2007年7月16日月曜日

ことば拾い:隣の芝生

「他人のものはなんでもよく見えることのたとえ」として「隣の芝生」という言葉が使われるようになったのはいつの頃からであったのだろうか。
手元にある『広辞苑』(Canon WORDTANK搭載)と『大辞林』(第二版机上版)には載っていない。NHKが1976年1月から2月に銀河テレビ小説として放映した橋田壽賀子のドラマ「となりの芝生」以来のことかもしれない。

高校生も使っている『ジーニアス英和辞典』でgrass を引けば、ちゃんと載っている。
The grass is always greener (on the other side of the fence
[hill 〕). 《ことわざ》隣の芝は青い;他人のものは何でもよく見える《◆単にThe ~ is greener. ともいう》

この英語のことわざがいつごろから使われていたのかわからない。

先月のこのブログで取り上げた鶴見祐輔の小説『母』の「序にかえて」と言う文章の中に、こんなことばがある。
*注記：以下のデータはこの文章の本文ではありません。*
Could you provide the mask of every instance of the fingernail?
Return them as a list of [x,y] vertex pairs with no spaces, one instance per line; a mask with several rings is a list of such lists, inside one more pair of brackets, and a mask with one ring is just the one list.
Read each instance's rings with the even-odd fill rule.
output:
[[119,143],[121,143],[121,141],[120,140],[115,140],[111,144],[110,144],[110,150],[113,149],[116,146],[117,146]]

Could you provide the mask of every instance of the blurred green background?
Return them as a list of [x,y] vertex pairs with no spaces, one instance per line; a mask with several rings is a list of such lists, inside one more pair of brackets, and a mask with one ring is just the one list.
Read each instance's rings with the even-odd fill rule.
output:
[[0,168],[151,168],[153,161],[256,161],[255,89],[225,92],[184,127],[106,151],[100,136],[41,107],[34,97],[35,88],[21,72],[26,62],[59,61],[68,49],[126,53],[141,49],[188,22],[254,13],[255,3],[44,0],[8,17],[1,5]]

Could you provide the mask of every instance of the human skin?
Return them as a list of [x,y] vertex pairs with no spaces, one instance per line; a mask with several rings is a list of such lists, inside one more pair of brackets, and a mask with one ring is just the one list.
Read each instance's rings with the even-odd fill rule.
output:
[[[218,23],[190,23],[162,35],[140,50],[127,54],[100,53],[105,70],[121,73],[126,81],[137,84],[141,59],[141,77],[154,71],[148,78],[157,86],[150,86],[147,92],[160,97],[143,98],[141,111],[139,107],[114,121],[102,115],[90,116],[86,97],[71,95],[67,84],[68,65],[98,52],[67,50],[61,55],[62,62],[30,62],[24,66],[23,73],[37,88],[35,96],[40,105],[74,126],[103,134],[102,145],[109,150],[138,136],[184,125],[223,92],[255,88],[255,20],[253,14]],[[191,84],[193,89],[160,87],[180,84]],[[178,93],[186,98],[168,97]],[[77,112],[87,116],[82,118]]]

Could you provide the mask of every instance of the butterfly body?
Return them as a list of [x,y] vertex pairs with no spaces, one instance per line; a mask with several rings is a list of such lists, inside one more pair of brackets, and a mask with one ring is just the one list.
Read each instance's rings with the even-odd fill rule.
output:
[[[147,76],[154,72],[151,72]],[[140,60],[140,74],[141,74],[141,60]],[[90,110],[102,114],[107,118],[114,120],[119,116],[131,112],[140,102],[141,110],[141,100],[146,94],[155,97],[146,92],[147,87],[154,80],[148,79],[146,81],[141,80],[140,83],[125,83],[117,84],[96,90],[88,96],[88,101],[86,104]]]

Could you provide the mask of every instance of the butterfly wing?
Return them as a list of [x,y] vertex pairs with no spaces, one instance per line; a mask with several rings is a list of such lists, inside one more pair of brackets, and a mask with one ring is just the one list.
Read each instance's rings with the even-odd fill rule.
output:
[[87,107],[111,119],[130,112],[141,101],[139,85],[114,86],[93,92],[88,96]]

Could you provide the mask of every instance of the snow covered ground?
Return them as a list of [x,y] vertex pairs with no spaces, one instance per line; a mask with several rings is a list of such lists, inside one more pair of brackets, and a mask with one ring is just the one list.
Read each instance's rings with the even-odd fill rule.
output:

「他人庭上(たにんていじょう)の花を美くしとする心境(しんきょう)」(p.7 カッコ内はルビ)
これは、おそらく、あの英語のことわざを鶴見が訳したものではあるまいか。この序文には「昭和四年五月十日」の日付がある。当時の日本で、芝生の庭を持った隣家なんてほとんどなかったであろう。「他人庭上の花」と理解しやすいことばに変えたのだと思う。

そう言えば『大辞林』には「隣の花は赤い」が挙げられているが、鶴見訳の現代版かもしれない。
さらに、両国語辞書がともに挙げているのが、「隣の糂汰味噌」(となりのじんだみそ)ということばである。
いかにも古くからのことばのように思われるが、『大言海』で糂汰味噌の項を見ても、そういうことわざ的なことばは取り上げていないから、鶴見の「他人庭上の花」と同工異曲で、あの英文を訳したものかもしれない。
現代風に言えば「隣の味噌はうまい」ということだ。
なお、このブログの冒頭の「他人のものはなんでもよく見えることのたとえ」は、苑・林両辞書共通の説明文である。